A saúde do ativista do Azerbaijão Ramil Babayev piora com a greve de fome na prisão
- IHR
- há 5 horas
- 2 min de leitura

A saúde do ativista azerbaijano Ramil Babayev, detido, deteriorou-se significativamente depois de ele ter retomado uma greve de fome num centro de detenção de Baku, afirma a sua família.
Babayev, funcionário do Instituto independente para Iniciativas Democráticas (IDI), recusa alimentos desde 25 de maio.
A sua família visitou-o no sábado, 30 de Maio, e instou-o a parar o protesto, mas familiares disseram que ele se recusou a parar até que as suas exigências fossem satisfeitas.
Acrescentaram que outros reclusos também tentaram persuadi-lo a pôr fim à greve, mas sem sucesso.
De acordo com os seus familiares, Babayev tem enfrentado uma pressão crescente das autoridades da Casa de Detenção de Baku.
“A administração penitenciária alertou-o de que se ele não acabasse com a greve de fome, as condições e o tratamento de outros presos seriam ainda mais difíceis”, disse um parente.

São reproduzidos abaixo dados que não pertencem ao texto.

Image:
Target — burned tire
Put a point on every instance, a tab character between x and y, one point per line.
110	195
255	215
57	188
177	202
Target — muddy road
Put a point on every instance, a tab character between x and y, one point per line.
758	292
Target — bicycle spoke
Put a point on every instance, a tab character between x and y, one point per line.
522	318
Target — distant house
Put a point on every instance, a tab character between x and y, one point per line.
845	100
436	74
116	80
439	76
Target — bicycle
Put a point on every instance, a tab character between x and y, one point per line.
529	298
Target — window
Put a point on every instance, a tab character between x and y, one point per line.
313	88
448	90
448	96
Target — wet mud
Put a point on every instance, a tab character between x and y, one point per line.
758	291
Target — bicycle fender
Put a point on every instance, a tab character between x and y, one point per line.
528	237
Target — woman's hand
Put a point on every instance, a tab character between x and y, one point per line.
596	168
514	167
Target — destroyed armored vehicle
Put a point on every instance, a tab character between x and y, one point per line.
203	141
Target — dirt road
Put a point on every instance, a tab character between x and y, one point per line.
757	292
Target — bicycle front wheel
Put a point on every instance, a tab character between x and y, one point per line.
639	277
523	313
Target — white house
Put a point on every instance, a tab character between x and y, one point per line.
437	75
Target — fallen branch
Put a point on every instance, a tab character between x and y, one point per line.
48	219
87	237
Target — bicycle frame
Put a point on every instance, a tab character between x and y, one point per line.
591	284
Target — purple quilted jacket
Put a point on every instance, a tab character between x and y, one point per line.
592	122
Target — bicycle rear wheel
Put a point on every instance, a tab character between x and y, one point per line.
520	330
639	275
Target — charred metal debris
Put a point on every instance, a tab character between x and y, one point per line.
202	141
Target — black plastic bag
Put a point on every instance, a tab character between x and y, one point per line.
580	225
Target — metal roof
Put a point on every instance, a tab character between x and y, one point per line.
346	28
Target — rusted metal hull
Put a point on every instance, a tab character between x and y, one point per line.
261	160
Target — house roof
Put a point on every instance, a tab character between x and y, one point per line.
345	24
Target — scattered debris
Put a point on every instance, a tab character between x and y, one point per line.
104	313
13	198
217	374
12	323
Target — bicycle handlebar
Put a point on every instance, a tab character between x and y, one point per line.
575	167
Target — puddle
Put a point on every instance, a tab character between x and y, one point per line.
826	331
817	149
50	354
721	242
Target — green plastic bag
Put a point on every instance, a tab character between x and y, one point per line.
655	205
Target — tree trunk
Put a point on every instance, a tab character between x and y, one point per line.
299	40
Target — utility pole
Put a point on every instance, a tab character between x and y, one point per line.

A família disse que Babayev compartilhou esta informação durante um breve telefonema, que foi interrompido antes que ele pudesse terminar de falar.
Babayev iniciou uma greve de fome pela primeira vez no final de abril, terminando-a depois de oito dias, quando os funcionários da prisão teriam concordado com algumas de suas exigências.
No entanto, a sua família disse que ele retomou o protesto no dia 25 de Maio, depois de alegadamente ter testemunhado outro recluso a ser submetido a violência por parte dos funcionários da prisão.
As suas exigências incluem o fim da tortura e dos maus-tratos, a melhoria das condições sanitárias nas celas de castigo, o encaminhamento adequado das queixas dos prisioneiros e a suspensão da monitorização secreta das reuniões dos presos políticos.
O Serviço Penitenciário do Azerbaijão não respondeu aos pedidos de comentários sobre a condição de Babayev ou as alegações de pressão.
A agência afirmou anteriormente que todos os detidos nas suas instalações correcionais e de investigação são tratados em estrita conformidade com a lei.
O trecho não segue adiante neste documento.